The EHIC covers all EU countries plus Iceland, Liechtenstein, Norway and Switzerland. Some (but not all) overseas territories are also included – for example, Portugal's cover includes the Azores and Madeira. See our Country-by-country EHIC guide for full info.

How do I get an EHIC (or check the one I have is valid)?

To register for an EHIC, you can:

  • Apply on the offical EHIC website.
  • Call 0300 330 1350.
  • Print the application form from the NHS website, fill it in and post it to: NHS Business Services Authority, European Health Insurance Card, EHIC Applications, Bridge House, 152 Pilgrim Street, Newcastle Upon Tyne, NE1 6SN.

You can't get an EHIC from your doctor, and whatever you do DON'T just Google 'free EHIC' - you could end up on an imposter site that charges.

If you already have an EHIC it's important to make sure it's still in date, as millions expire each year. Check the expiry date on the bottom right of the card - for full help see How to check your EHIC's valid.

What happens if I fall ill in Europe and DON'T have an EHIC?

If you are eligible for an EHIC but don't have one and fall ill while travelling in a country where the EHIC is valid, you can be issued with a Provisional Replacement Certificate. You'll need to organise this BEFORE treatment except in medical emergencies.

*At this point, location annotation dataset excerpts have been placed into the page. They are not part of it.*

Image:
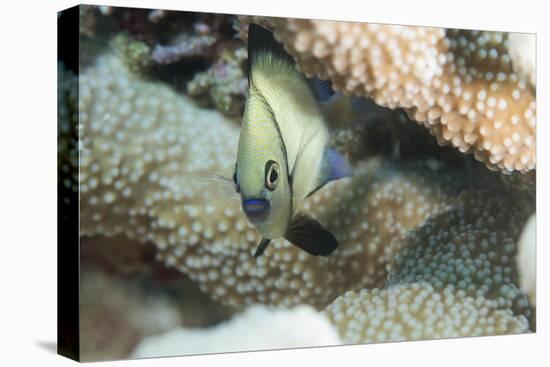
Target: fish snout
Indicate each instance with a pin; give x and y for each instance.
(256, 210)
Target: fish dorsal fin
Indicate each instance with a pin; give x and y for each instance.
(322, 89)
(334, 167)
(262, 47)
(309, 235)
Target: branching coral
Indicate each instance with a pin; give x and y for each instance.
(454, 276)
(459, 84)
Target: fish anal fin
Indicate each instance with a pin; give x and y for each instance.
(309, 235)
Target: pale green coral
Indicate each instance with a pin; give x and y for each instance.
(454, 276)
(138, 140)
(224, 84)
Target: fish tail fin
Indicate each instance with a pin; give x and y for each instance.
(310, 235)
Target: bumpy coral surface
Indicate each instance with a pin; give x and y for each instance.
(458, 84)
(224, 84)
(140, 138)
(405, 231)
(454, 276)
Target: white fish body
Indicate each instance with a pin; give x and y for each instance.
(281, 156)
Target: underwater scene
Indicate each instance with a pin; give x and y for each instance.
(254, 183)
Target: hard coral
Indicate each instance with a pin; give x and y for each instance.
(454, 276)
(458, 84)
(138, 140)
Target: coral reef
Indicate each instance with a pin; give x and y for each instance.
(125, 295)
(139, 140)
(522, 49)
(453, 276)
(67, 137)
(527, 260)
(141, 137)
(458, 84)
(258, 328)
(224, 83)
(428, 236)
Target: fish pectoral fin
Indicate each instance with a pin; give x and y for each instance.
(334, 167)
(261, 247)
(309, 235)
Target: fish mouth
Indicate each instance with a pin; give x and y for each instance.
(256, 210)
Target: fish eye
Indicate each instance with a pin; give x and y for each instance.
(271, 175)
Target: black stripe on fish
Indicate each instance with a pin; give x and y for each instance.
(260, 40)
(262, 246)
(274, 119)
(309, 235)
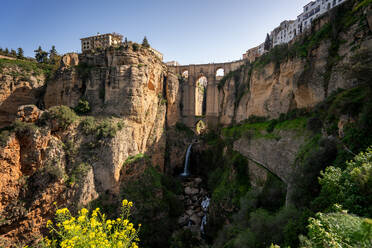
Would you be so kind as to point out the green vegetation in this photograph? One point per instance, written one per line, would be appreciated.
(181, 127)
(78, 173)
(136, 158)
(145, 42)
(104, 128)
(256, 127)
(136, 47)
(4, 137)
(64, 116)
(83, 107)
(84, 70)
(93, 230)
(351, 187)
(338, 229)
(28, 68)
(155, 196)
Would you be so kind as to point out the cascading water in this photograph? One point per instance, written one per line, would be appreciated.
(204, 205)
(186, 168)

A PRC proves you're entitled to an EHIC and can be used to get you the same cover - but applying for one can be a laborious process. You or someone acting on your behalf will have to ring the Department for Work and Pension's Overseas Healthcare Team on +44 (0)191 218 1999 - frustratingly, you can only do this between 8am and 5pm, Monday to Friday.

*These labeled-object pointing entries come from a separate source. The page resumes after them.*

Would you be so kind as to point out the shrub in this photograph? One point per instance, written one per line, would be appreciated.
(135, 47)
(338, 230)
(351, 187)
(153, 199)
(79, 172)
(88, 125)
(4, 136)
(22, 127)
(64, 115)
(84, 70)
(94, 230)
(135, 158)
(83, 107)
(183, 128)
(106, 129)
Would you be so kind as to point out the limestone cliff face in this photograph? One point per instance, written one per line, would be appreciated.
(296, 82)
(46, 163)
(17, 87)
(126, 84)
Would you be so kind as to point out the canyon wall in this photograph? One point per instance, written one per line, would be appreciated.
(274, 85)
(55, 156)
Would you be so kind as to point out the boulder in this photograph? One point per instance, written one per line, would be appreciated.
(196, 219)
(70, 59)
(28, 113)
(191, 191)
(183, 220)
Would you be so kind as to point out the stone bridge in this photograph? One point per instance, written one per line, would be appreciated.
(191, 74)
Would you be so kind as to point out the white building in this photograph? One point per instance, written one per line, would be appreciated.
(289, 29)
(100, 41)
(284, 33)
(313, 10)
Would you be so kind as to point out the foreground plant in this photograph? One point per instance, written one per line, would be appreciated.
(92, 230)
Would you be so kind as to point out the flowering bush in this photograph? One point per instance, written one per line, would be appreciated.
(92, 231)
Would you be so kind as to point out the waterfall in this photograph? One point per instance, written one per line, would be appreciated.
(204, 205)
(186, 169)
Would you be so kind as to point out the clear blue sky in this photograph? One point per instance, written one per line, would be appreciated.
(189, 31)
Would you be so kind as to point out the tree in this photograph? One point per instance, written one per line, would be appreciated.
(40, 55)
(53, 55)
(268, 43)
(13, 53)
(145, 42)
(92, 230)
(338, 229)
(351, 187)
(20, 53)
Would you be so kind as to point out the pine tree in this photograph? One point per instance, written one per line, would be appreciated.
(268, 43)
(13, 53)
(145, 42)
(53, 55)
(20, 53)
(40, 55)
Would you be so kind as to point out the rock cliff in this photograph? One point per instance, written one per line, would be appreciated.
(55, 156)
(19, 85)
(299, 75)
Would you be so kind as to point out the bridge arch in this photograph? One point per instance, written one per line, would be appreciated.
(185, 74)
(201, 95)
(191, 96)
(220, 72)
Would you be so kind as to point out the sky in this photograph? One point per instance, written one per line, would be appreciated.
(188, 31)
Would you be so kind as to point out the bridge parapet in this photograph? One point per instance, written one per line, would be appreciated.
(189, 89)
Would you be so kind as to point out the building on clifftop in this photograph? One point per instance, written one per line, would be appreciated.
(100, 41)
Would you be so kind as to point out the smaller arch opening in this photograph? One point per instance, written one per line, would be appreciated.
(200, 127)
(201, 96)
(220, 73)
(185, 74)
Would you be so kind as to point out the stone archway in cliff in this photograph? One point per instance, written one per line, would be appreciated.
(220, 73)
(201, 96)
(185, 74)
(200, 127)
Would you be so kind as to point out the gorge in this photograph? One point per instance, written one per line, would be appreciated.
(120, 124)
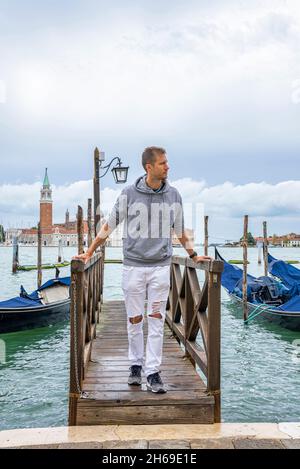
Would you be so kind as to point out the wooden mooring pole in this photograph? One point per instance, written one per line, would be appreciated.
(90, 237)
(80, 230)
(59, 257)
(96, 191)
(39, 261)
(15, 255)
(265, 248)
(245, 267)
(259, 245)
(206, 235)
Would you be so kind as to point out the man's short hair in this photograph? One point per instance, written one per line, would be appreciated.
(149, 155)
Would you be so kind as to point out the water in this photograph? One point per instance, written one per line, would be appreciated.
(260, 367)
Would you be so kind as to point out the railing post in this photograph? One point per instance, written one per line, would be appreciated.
(214, 341)
(189, 312)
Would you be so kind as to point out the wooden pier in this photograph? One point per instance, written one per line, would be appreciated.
(99, 393)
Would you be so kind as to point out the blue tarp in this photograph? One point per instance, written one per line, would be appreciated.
(292, 305)
(63, 281)
(287, 273)
(26, 300)
(232, 276)
(19, 302)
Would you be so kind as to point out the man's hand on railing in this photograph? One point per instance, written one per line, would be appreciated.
(198, 259)
(83, 257)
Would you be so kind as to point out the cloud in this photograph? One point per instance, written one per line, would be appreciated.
(213, 80)
(226, 204)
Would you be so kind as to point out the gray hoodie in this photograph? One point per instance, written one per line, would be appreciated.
(148, 217)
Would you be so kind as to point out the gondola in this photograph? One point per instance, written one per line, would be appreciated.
(266, 296)
(45, 306)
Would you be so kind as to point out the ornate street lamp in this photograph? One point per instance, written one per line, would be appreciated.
(119, 172)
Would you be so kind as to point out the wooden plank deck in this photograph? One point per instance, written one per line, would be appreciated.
(112, 401)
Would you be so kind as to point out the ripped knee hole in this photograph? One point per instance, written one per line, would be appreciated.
(155, 315)
(136, 319)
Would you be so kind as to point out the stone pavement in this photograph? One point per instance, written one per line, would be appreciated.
(217, 436)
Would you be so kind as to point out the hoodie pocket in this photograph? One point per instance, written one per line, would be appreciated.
(155, 249)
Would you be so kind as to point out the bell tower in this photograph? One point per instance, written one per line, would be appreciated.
(46, 203)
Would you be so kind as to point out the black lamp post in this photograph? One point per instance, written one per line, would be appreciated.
(119, 172)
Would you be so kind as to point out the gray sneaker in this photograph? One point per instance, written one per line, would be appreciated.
(155, 384)
(135, 377)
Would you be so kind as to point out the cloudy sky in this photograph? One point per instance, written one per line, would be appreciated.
(217, 83)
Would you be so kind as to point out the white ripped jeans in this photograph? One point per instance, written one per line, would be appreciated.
(138, 282)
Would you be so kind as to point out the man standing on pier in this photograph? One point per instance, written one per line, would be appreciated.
(150, 208)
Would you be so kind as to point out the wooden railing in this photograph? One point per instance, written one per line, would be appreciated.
(191, 310)
(86, 299)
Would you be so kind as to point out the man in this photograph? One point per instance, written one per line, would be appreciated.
(149, 208)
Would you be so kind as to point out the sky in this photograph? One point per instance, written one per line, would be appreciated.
(217, 83)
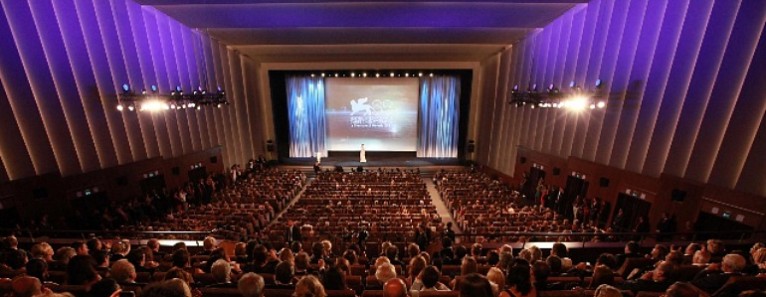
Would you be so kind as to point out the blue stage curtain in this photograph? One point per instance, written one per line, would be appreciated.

You'll need to provide your name, National Insurance number, address, date of birth and the email or fax number for the specific department of the hospital or other organisation treating you overseas. If your application's successful, a PRC will then be sent to your place of treatment.

10,000+ caught without an EHIC each year

Travellers are often warned about the importance of taking an EHIC, but new figures obtained by MoneySavingExpert show the scale of people being caught out.

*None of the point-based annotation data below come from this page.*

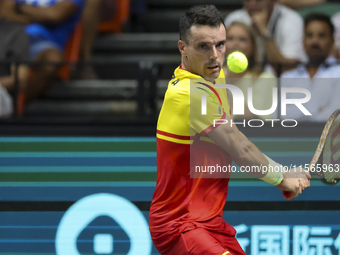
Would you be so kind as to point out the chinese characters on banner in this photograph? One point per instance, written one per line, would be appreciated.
(276, 240)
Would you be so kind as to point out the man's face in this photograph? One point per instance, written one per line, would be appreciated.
(254, 6)
(318, 40)
(203, 53)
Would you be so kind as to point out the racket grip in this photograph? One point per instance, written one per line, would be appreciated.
(287, 194)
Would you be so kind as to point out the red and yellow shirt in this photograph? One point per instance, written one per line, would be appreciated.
(185, 199)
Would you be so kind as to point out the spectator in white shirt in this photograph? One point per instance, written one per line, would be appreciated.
(279, 29)
(320, 76)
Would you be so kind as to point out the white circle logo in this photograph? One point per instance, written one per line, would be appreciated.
(84, 211)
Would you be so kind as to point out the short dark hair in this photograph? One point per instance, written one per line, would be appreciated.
(199, 15)
(319, 17)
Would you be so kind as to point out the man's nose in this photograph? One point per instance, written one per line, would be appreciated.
(214, 54)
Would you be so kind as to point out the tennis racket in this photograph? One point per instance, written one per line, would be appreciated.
(325, 163)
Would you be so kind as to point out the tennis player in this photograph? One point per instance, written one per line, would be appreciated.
(186, 210)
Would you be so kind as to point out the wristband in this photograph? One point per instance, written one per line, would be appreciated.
(274, 175)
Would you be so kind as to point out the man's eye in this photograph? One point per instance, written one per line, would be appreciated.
(220, 45)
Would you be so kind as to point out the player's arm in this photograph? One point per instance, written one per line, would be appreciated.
(244, 153)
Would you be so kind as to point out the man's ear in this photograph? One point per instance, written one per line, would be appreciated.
(182, 47)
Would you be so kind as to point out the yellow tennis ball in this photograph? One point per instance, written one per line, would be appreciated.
(237, 62)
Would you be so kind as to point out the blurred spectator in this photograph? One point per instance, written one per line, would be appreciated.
(50, 24)
(94, 12)
(13, 48)
(138, 10)
(241, 37)
(320, 76)
(296, 4)
(279, 29)
(336, 23)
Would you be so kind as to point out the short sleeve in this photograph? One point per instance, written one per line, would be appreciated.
(205, 107)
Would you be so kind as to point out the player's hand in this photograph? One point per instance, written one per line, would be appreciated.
(295, 180)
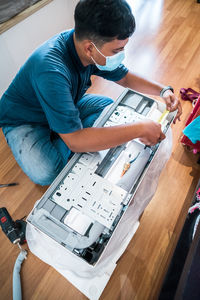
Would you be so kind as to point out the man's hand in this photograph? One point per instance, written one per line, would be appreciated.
(151, 132)
(173, 103)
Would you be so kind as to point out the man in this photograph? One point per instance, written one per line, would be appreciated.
(45, 113)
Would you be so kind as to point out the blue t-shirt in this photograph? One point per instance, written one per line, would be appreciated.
(47, 87)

According to Department of Health stats we obtained under the Freedom of Information Act, a total of 56,287 Provisional Replacement Certificates (PRC) were issued between April 2012 and March 2017.

In 2012-13 there were 10,010 PRCs issued and the number each year's stayed relatively consistent since - though the stats show a spike in 2016-17 which the Department of Health says is due to a backlog of PRCs waiting to be processed from previous years.

It's important to remember these stats only show the number who didn't have an EHIC but DID successfully manage to organise an emergency replacement. It's likely many more people ended up paying for care, claiming on their travel insurance or even potentially returning to the UK for treatment.

What if I can't get a PRC before being treated?

If you don't have an EHIC and are unable to organise a PRC, then you should speak to your travel insurer. Even if you DO have an EHIC, it's a good idea to speak to them in this situation anyway, because depending on the country you're visiting, the EHIC or PRC might not cover all your costs. See our Cheap Travel Insurance guide for more help.

Bear in mind if you do claim on your insurance, most policies have an excess - typically around £50 to £100 for medical care per claim - which means you're responsible for the first part of any claim.

If you don't have travel insurance and definitely need treatment, you'll have to go to a public hospital. You may be charged in this case and you'll have to pay. It could be possible to retrospectively get a PRC to cover the treatment, but there are no guarantees and when possible you're supposed to get the PRC first.

If you're in this situation, remember to keep all receipts and any paperwork, and making copies of these if necessary. Then, when possible, contact the Overseas Healthcare Team on +44 (0)191 218 1999.

It's worth noting that in exceptional circumstances where you're unable to apply for a PRC, the hospital itself has the option to apply for a PRC for you, and give you free treatment in anticipation of retrospectively recovering the costs from the UK. However it's unclear how often this happens and there are no guarantees, so again, it's best to organise it yourself before treatment.